Laut Ökonomen sollten die Finanzmärkte dafür sorgen, dass es zu einer optimalen Verteilung des Kapitals und der Risiken kommt. Werde aber das Kapital vor allem für Wetten anstatt für Investitionen eingesetzt, verliere es seinen produktiven Charakter. Die Finanzsphäre habe sich vom Geist des Unternehmertums entfremdet, sagt Chesney: «Statt der unsichtbaren Hand [des Marktes] agiert die Hand des Croupiers der Casino-Finanzwirtschaft, die den Einsatz für die Grossbanken und die Hedgefunds zusammenrafft.»

Konkrete Forderungen an die Politik

Vorschläge, um das unproduktive Wettcasino an den Börsen einzudämmen, haben Professor Marc Chesney und andere, die vor den Gefahren dieses systemgefährdenden Treibens warnen, schon lange formuliert. Doch die mächtige Lobby der Finanzkonzerne hat ein wirksames Eingreifen der Parlamente bisher verhindert. Im Folgenden lediglich ein paar ausgewählte Forderungen:

Keine Grossbank und kein Konzern darf «too big to fail» sein: Die grossen Risiken einer Pleite dürfen nicht mehr die Steuerzahlenden tragen. Bis das ungewichtete Eigenkapital von Grossbanken 25 Prozent der Bilanzsumme erreicht, dürfen sie keine Dividenden auszahlen. Denn solange Banken ein Zehn- oder Zwanzigfaches an Krediten schaffen können, als sie Geld haben, bleibt das Bankensystem instabil und eine Gefahr für die Realwirtschaft.
Die Finanzprodukte sollten, bevor sie auf den Markt kommen, zertifiziert werden, so wie dies bei anderen Produkten der Fall ist, wie zum Beispiel im Industrie-, Nahrungs- und Pharmasektor. Die Finanzüberwachungsbehörden sollten für die Vergabe solcher Zertifikate verantwortlich sein. Auf diese Weise würde die Verbreitung «giftiger» Produkte begrenzt.

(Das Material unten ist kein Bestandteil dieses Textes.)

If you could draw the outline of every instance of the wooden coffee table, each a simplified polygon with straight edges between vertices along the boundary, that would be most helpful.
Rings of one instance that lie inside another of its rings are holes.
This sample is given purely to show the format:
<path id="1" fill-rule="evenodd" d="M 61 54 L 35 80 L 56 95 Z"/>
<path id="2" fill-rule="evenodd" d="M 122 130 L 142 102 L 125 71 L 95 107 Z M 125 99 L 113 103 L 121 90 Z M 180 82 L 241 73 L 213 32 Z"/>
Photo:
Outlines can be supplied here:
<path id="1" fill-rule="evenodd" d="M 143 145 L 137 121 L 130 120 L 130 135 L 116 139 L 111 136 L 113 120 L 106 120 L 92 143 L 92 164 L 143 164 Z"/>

Unkontrollierte Schattenbanken wie Hedgefunds sind strikte zu regulieren, damit Banken die Eigenkapital-Vorschriften nicht umgehen können: Über Schattenbanken laufen rund ein Viertel aller weltweiten Finanztransaktionen. Die Verschiebung von Risiken in die Schattenbanken sei «die grösste Gefahr für die Finanzstabilität», warnte Goldman-Sachs-Vizepräsident Gary Cohn.
Over-the-Counter-Transaktionen sollten verboten sein. Sie schaffen zusätzliche Risiken. Derivative Produkte sollten über organisierte Börsen mit zentraler Clearingstelle gehandelt werden, wo sie kontrolliert, registriert und öffentlich gemacht würden. So könnte man vermeiden, dass die Absicherung bestimmter Produkte zu Wetten auf den Zusammenbruch von Unternehmen wird (wie es beispielsweise bei CDS der Fall ist).
Kreditausfallversicherungen, sogenannte CDS, sind nur noch zuzulassen, wenn tatsächlich ein vorhandener Kredit versichert wird. Reine Wettgeschäfte, welche die grosse Mehrheit des CDS-Handels ausmachen, sind zu verbieten.
Das risikoreiche Investmentbanking ist in unabhängige juristische Personen zu verlagern. Der Eigenhandel, also Börsenspekulationen der Banken auf eigene Rechnung ist zu verbieten.
Für Privateinlagen von 100’000 CHF pro Bank ist eine Garantie zu gewähren, ohne die jetzige Obergrenze von insgesamt 6 Milliarden Franken.
Eine mögliche Alternative wäre die Stossrichtung der Vollgeldinitiative.